Gov. Baker Signs 'Landmark' Opioid Legislation
Massachusetts Governor Charlie Baker signed wide-ranging legislation to combat the rise in opioid abuse Monday. The new law is months in the making.“Today, I just signed the most comprehensive measure in the country to combat opioid addiction,” Baker said.
Flanked by numerous state leaders, the Republican signed into law measures to prevent and treat opioid addiction and expand education about the dangers of the drug. The signing is the latest in the state’s effort to combat the rising tide of opioid and heroin use. Shortly after taking office in January 2015, Baker created a task force to recommend ways to address the issue — many of which are being implemented. While thanking people who shared tragic stories of addiction, Baker became visibly emotional.
“May today’s bill passage signal to you that the commonwealth is listening and we will keep fighting for all of you,” said Baker.
The legislation limits an opioid prescription to a 7-day supply for a first-time adult prescription and a 7-day limit on every opiate prescription for minors, with exceptions including for cancer and chronic pain. It also requires medical professionals to evaluate overdose victims who seek help at emergency rooms within 24 hours.
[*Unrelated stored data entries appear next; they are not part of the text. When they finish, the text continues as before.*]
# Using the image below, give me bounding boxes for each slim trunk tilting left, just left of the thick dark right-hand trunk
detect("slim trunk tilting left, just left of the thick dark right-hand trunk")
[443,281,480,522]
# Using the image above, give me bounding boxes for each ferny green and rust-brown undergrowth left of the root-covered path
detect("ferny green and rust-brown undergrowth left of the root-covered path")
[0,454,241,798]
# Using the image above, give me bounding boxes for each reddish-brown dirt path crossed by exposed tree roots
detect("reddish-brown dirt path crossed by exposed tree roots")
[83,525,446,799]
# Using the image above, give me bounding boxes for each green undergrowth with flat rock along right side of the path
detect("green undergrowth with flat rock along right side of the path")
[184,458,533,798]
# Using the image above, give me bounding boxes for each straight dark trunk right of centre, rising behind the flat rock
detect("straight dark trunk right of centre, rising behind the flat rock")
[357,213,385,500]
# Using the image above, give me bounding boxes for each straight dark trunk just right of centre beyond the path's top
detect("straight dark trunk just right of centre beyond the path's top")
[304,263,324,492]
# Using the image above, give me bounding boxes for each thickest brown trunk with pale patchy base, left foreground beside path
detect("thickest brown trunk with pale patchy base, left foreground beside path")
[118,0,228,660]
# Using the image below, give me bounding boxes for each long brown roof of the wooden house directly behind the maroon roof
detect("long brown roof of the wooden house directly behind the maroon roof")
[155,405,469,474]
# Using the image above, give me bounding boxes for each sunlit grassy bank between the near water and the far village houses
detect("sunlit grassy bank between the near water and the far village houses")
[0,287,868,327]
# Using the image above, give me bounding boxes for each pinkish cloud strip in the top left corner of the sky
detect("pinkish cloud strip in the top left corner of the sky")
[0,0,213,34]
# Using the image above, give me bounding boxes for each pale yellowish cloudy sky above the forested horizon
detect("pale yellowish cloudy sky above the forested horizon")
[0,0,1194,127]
Baker originally proposed limiting prescriptions to a 3-day supply and allowing medical professionals to commit a person to treatment involuntarily. Groups like the Massachusetts Medical Society, the Massachusetts Nurses Association and the state’s branch of the ACLU expressed initial reservations about Baker’s proposal. The Republican said in December that most in the medical community philosophically agreed with his effort.
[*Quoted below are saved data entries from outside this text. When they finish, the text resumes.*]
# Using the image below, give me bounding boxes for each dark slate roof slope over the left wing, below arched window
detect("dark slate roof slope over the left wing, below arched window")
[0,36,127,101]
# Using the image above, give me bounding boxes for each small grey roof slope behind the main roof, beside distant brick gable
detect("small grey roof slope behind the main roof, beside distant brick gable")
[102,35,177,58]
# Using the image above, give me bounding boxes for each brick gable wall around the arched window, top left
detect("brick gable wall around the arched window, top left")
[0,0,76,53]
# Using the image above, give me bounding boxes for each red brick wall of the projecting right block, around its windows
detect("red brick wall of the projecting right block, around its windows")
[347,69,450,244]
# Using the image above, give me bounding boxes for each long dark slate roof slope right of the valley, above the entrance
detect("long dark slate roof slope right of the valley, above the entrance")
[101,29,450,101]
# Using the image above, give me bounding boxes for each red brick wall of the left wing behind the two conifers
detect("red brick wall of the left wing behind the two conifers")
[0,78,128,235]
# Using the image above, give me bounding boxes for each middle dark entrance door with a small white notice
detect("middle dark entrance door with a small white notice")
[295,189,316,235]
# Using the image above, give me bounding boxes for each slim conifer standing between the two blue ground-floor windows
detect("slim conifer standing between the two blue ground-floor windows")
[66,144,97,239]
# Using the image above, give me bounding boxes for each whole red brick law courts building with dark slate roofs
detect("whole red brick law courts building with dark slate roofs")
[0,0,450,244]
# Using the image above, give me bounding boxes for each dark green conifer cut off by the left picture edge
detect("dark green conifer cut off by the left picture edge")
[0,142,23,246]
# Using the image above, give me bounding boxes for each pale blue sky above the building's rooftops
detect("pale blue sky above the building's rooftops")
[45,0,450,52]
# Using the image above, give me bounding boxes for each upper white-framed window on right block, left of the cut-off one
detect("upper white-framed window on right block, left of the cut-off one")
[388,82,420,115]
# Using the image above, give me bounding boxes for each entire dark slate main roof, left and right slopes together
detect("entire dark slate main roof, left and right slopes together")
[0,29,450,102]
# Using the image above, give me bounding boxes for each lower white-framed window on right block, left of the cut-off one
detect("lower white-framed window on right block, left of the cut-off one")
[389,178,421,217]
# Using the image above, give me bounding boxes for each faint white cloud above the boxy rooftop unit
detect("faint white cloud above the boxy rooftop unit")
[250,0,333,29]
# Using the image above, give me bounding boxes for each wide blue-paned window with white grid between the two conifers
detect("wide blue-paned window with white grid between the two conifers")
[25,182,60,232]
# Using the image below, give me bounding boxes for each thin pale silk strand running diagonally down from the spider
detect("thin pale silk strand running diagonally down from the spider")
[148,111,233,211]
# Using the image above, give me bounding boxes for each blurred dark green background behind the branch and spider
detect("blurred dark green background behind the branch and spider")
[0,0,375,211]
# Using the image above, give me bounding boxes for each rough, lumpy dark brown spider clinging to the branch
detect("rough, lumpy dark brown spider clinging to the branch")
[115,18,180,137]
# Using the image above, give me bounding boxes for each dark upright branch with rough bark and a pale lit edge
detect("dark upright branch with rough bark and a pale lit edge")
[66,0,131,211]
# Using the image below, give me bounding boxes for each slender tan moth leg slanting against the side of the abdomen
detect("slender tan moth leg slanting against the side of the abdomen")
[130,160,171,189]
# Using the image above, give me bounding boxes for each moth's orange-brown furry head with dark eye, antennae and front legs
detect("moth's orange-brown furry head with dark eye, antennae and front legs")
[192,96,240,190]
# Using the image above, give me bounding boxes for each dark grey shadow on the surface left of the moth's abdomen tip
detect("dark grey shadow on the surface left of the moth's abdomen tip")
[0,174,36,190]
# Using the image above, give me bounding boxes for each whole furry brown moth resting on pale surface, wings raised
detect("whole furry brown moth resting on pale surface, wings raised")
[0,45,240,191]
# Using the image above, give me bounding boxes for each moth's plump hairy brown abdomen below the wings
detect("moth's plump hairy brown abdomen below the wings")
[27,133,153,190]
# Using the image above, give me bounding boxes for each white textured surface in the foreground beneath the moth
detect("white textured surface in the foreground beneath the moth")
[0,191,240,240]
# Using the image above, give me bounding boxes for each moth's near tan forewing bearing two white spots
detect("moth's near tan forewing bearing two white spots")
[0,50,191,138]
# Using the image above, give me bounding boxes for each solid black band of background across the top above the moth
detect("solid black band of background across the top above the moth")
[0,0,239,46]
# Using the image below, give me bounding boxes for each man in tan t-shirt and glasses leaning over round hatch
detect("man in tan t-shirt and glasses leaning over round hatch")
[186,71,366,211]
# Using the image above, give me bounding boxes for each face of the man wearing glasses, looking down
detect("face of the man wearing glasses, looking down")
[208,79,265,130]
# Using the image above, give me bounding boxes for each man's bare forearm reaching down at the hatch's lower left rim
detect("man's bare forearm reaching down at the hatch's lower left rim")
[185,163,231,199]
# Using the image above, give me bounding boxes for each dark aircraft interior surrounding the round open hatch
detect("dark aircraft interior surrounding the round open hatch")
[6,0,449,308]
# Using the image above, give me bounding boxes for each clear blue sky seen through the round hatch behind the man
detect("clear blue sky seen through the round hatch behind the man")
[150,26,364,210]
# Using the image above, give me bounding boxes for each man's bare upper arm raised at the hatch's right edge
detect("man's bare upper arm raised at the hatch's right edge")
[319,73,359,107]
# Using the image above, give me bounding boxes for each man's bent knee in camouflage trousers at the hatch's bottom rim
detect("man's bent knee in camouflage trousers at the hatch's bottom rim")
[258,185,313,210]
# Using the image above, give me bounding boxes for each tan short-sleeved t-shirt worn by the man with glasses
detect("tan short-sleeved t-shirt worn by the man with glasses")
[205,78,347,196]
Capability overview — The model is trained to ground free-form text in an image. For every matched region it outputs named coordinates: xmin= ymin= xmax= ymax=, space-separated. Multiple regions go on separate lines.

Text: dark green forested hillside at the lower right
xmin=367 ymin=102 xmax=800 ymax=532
“To basically reduce the way we’ve used opioid medication for the better part of the past 10 years which has gotten us into a big part of the mess that we find ourselves in today,” Baker said. “And to create the kind of strategy around prevention, education, intervention, treatment and recovery that we’re going to need to bend the horrible negative trend that exists on this now across the commonwealth, flatten it out and then start to move it in the opposite direction.”
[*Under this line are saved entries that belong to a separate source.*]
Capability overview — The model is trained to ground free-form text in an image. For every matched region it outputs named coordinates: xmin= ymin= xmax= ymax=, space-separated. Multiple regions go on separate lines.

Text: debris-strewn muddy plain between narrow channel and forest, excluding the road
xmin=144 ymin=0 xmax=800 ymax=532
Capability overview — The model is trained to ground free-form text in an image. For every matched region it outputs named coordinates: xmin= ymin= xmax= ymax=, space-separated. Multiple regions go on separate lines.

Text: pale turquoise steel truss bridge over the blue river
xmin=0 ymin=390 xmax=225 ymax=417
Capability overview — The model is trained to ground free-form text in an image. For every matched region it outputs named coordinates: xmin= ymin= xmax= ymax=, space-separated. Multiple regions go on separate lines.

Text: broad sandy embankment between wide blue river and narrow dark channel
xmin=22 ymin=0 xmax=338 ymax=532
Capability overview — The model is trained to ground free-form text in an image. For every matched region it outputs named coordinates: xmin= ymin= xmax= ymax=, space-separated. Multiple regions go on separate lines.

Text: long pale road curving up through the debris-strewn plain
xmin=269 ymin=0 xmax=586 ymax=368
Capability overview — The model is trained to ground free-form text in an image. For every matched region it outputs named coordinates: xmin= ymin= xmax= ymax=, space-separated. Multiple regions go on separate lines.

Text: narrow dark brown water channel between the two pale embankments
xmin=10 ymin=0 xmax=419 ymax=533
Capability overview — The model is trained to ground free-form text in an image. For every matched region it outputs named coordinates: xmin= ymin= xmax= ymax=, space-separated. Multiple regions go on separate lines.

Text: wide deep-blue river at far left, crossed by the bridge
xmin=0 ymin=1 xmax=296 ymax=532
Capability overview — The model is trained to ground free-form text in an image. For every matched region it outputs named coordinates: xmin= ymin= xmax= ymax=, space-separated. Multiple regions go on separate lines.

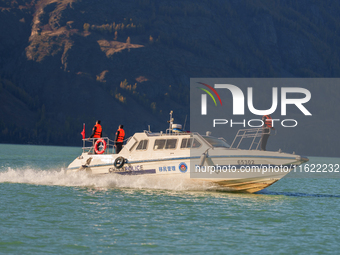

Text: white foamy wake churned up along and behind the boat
xmin=0 ymin=167 xmax=217 ymax=191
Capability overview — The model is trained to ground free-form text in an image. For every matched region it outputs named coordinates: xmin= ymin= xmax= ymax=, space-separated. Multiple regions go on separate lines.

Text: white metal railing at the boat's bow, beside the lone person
xmin=230 ymin=128 xmax=263 ymax=150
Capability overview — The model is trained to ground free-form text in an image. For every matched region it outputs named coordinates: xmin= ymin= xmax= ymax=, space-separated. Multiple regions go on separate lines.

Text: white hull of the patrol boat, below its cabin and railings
xmin=67 ymin=150 xmax=308 ymax=193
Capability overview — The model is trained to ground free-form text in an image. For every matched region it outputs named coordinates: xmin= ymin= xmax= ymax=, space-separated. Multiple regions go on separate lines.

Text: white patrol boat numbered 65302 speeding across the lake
xmin=66 ymin=111 xmax=308 ymax=193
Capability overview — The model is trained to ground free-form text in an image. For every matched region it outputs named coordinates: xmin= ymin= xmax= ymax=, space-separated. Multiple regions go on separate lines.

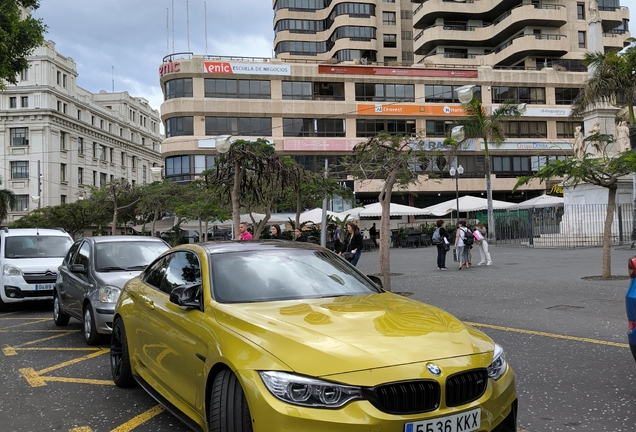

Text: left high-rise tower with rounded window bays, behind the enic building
xmin=272 ymin=0 xmax=413 ymax=65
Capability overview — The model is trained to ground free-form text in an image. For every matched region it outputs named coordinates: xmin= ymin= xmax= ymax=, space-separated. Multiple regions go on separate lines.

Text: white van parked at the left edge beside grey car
xmin=0 ymin=227 xmax=73 ymax=311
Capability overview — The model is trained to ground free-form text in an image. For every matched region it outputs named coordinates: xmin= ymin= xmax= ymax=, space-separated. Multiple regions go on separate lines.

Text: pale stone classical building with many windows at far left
xmin=0 ymin=41 xmax=162 ymax=222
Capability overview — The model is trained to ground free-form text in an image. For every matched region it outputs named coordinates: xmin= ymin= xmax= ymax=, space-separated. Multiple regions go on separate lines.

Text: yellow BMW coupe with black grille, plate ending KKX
xmin=110 ymin=240 xmax=517 ymax=432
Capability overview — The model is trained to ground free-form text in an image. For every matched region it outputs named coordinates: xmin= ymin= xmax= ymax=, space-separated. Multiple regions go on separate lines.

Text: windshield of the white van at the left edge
xmin=4 ymin=235 xmax=73 ymax=259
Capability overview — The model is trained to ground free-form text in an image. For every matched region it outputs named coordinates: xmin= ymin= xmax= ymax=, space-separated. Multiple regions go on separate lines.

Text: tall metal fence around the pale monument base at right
xmin=492 ymin=204 xmax=632 ymax=249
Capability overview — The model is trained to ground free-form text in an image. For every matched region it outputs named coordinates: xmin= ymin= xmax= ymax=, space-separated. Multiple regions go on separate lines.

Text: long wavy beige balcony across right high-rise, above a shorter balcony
xmin=413 ymin=4 xmax=567 ymax=55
The House and Senate overwhelmingly passed the current legislation earlier this month. Democratic State Representative Tricia Farley-Bouvier of Pittsfield in January applauded the governor’s bold call, saying lawmakers had the luxury of more time to consider potential negative impacts of the stricter limits.
“If someone got their hip replaced and they were only allowed a 3-day prescription, they physically have to go back to the doctor on the third day if they need more,” Farley-Bouvier said. “You can see where that would be a problem.”
The law also expands opioid screenings and education in schools, specifically for athletes and their parents.
The estimated rate of 17 deaths per 100,000 Massachusetts residents in 2014 is the highest ever for unintentional opioid overdoses and represents a 228 percent increase from 2000, according to data from the governor’s office. The state estimates that there were nearly 1,200 unintentional and undetermined opioid deaths in 2014. Preliminary data shows there were more than 1,100 opioid deaths in the first nine months of 2015.